Driving in to work this morning on Sam Cooper Blvd I saw a giant tent set up on the south side of the road just east of Tillman. Under this giant blue tent was a man (woman?) dressed in a Tiger suit waving a huge Go Tigers flag. As car after car passed by each honked, waved, and shouted. This city is on it's feet glued to what's about to happen in San Antonio, Texas and I'm loving every minute of it.
When John Calipari came here after the firing of Tic Price following the 1999-2000 season I felt like a savior had been brought to us from the heavens of the NBA ranks. Five years later many in Memphis had turned on Coach Cal. We had only won one NCAA tournament game, we had just finished in the bottom ranks of the C-USA standings. Radio sports-talk guys were ready to crucify the man. At that time I didn't get it, but Cal did. He told those that begged for his resignation, that put for-sale signs in his yard, that moaned about the Big East raid on C-USA that we were close and that in the next year or two Memphis would be back on the map. He told us that the world was against us, but that we were going to do it.
That attitude, the world against us, is Cal's philosophy. And over the past four years following an NIT Championship, two Elite 8 appearances, and now a Final Four this city has bought into the madness. Every place I turn I hear about how ESPN hates us. I hear that the pundits all want us to lose because we don't represent a BCS conference.

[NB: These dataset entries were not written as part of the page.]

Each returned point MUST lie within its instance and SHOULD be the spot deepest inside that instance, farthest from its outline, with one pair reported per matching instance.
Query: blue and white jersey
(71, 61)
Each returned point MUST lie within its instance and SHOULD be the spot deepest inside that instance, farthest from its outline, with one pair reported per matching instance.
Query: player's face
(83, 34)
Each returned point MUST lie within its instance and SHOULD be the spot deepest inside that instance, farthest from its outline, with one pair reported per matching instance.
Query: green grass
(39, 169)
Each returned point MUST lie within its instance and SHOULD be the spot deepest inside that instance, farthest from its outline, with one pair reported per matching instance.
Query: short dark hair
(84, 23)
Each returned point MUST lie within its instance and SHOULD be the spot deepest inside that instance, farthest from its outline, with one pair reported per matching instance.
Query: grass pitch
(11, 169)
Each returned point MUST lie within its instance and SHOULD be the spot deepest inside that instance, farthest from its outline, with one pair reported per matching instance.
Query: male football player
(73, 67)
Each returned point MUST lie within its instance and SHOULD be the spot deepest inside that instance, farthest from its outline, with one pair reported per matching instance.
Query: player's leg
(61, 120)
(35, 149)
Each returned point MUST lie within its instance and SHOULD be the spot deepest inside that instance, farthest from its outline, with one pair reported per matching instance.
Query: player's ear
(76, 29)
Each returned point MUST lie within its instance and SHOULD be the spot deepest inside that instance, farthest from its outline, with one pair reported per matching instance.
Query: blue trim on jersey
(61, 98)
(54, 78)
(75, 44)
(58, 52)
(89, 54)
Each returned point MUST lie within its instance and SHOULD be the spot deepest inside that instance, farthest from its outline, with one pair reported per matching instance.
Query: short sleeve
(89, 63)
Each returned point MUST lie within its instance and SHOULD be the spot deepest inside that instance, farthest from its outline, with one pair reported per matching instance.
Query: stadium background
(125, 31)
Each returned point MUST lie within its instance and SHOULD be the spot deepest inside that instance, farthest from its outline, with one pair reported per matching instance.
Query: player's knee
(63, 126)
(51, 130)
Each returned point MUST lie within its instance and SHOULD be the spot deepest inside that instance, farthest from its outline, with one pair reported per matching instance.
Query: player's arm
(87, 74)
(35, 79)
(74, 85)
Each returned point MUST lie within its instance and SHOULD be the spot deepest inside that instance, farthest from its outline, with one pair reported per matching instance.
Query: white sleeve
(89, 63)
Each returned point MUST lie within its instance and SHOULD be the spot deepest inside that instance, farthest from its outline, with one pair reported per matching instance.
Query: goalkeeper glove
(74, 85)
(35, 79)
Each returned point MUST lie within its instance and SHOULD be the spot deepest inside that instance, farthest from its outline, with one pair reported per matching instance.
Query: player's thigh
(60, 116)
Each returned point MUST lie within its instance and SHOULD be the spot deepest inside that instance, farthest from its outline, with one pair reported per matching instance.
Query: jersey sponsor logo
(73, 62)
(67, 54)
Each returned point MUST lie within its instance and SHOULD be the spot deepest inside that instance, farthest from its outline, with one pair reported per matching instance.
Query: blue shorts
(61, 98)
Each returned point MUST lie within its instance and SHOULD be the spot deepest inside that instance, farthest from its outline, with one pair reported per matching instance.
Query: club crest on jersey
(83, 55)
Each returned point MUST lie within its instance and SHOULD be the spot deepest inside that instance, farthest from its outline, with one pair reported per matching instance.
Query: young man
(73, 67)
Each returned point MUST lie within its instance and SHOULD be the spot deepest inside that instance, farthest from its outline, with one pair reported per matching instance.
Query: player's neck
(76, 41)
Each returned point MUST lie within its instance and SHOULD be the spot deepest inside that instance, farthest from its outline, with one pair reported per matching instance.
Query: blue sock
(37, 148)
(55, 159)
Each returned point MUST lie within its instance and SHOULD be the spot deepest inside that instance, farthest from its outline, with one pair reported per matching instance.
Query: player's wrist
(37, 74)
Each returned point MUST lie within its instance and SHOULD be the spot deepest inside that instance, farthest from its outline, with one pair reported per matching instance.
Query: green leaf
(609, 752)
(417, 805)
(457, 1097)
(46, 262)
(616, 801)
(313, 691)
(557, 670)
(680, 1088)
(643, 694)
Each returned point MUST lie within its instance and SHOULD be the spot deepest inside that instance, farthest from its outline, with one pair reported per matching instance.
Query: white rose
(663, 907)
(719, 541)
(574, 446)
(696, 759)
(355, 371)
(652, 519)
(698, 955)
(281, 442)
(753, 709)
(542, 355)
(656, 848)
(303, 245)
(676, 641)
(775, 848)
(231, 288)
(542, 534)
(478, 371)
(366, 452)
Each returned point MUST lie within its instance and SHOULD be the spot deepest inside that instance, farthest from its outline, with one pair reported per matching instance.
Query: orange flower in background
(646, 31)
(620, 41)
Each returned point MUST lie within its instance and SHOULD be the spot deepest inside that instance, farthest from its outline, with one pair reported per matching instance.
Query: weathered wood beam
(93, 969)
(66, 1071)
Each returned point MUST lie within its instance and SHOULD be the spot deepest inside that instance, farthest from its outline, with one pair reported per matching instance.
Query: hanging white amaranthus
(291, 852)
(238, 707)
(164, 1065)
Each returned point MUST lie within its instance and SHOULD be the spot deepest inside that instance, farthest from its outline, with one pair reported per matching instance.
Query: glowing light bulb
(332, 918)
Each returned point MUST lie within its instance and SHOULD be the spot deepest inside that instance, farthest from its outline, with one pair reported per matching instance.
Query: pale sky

I hear from people that refs make calls against us because we aren't one of the storied programs. We have all become the man that so many hated earlier this century. We've all become Coach Cal. We've all become believers that this is our destiny and that everyone and anyone wants to stand in our way to get it.

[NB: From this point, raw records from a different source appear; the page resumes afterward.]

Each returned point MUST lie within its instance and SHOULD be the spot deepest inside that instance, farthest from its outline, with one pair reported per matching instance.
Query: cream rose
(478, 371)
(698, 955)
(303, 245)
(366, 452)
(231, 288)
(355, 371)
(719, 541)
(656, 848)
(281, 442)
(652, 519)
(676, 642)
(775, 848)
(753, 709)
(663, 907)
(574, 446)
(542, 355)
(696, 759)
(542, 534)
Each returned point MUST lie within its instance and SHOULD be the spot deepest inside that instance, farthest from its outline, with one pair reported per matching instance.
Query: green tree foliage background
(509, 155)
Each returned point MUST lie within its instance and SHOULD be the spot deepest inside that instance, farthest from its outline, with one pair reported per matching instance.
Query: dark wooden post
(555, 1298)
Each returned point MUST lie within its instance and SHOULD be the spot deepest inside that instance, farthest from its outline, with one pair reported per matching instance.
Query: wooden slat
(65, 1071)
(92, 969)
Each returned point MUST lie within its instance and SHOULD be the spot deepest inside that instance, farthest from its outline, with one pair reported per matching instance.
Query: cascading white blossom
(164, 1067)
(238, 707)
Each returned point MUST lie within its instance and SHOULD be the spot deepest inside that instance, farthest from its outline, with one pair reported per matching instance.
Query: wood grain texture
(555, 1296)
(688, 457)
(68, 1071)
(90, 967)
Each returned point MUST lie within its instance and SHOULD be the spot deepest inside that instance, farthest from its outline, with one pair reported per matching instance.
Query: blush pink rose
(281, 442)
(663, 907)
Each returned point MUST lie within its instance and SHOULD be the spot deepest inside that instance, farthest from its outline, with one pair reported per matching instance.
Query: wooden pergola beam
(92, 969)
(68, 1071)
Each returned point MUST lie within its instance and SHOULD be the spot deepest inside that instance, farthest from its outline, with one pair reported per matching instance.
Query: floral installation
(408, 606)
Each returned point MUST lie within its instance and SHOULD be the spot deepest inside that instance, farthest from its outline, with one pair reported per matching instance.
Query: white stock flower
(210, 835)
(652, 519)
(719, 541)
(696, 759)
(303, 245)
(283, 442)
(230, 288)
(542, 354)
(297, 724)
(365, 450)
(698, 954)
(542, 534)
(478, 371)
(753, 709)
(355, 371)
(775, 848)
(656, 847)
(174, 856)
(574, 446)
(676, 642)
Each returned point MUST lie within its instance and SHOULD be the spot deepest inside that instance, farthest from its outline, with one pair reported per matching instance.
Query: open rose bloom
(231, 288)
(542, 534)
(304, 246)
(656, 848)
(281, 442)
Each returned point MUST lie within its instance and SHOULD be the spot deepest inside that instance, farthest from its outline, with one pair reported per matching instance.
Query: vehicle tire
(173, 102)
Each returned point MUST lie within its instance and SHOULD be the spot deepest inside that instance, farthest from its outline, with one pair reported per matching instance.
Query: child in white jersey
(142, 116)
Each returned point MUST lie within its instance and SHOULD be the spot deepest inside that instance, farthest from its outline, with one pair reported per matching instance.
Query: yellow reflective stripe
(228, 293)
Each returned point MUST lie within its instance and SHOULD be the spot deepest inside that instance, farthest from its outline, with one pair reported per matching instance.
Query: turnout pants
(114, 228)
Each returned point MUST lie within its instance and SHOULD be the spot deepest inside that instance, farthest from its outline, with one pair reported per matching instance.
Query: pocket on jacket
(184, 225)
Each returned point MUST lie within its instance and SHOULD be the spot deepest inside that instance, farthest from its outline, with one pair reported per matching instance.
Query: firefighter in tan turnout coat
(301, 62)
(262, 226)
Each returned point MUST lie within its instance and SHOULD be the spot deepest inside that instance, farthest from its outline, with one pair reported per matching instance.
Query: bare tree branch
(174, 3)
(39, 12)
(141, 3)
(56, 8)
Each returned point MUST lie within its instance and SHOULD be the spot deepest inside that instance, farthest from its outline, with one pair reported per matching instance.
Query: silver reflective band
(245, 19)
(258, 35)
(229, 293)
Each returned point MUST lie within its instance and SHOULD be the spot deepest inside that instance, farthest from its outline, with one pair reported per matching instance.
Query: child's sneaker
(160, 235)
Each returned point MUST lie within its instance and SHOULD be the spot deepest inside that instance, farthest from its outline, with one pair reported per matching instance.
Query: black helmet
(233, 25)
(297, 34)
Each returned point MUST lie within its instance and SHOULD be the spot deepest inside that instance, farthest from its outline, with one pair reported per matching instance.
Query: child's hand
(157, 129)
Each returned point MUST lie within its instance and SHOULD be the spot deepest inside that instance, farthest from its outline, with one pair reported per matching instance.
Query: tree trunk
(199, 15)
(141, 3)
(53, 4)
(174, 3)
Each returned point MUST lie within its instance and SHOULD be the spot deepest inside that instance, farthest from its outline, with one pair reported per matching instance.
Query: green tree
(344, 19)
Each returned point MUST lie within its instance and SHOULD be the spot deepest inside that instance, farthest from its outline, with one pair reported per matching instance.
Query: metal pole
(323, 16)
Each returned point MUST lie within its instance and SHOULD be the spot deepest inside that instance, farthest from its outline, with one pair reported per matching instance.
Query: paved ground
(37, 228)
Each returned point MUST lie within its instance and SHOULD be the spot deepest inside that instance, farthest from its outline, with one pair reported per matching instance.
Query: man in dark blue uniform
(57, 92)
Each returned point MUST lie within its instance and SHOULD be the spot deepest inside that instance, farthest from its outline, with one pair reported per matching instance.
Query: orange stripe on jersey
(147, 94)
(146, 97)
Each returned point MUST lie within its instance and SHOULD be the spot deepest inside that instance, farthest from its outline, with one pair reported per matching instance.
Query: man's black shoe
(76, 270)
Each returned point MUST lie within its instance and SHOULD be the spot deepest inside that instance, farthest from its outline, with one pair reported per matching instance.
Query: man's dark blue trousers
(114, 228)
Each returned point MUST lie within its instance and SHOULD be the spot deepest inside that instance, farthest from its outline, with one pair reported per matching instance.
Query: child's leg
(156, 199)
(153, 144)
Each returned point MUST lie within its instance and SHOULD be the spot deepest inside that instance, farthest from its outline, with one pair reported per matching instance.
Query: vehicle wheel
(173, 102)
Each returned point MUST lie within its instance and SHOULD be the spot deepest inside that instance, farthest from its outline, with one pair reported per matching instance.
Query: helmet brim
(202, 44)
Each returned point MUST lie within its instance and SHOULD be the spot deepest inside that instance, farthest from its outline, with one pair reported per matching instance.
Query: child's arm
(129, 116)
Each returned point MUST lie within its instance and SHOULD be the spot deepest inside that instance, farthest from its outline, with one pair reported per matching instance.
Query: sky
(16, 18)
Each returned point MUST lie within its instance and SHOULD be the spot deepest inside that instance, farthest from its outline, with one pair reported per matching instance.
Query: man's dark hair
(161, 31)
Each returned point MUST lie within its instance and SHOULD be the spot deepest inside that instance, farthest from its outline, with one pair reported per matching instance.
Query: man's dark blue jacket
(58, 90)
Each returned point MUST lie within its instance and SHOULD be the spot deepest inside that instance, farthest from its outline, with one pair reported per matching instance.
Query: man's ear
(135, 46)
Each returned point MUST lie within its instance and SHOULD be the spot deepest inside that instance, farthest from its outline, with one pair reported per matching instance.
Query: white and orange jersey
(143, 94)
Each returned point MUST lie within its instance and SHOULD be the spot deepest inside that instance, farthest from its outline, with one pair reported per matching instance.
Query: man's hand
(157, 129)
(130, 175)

Pittsburgh is known as the steel-city. Their sports fans are known for their blue-collar attitudes and their take no prisoner mentality. Philadelphia is know as the city that boos even Santa Claus. They will boo anyone if you aren't leading them to a championship. And now Memphis has become the loner city; a city on an island out there defending itself against the rest of the world. And this mentality has brought us all together and for once we're all fighting for the same thing. Our neighbors, once foes are now friends. And our enemies are now common among us. Our leader is the most polarizing man in the sport and we owe him big time for taking us back to the Final Four, which was his promise to us when RC Johnson brought him here.
Go Tigers Go!
2 comments:
I heard John Calipari on the Jim Rome radio show the other day talking about the exact same thing. He spoke about the for sale signs and said that he has kept every one of them to remind him that he can’t ever get comfortable. The interview was great. I wish everyone would have heard it. For the record, I always believed in John. I never understood why everyone was on him so hard, and that was after he took the team to their first Elite 8. It was like he was a downgrade or something. People seem to forget that Memphis was almost a nobody school in the national scene before he came along. To this day I am baffled by the scrutiny he has received.
Paymon
Correction....I didn't mean the first Elite 8 in school history. I meant the first one since the Larry Finch days.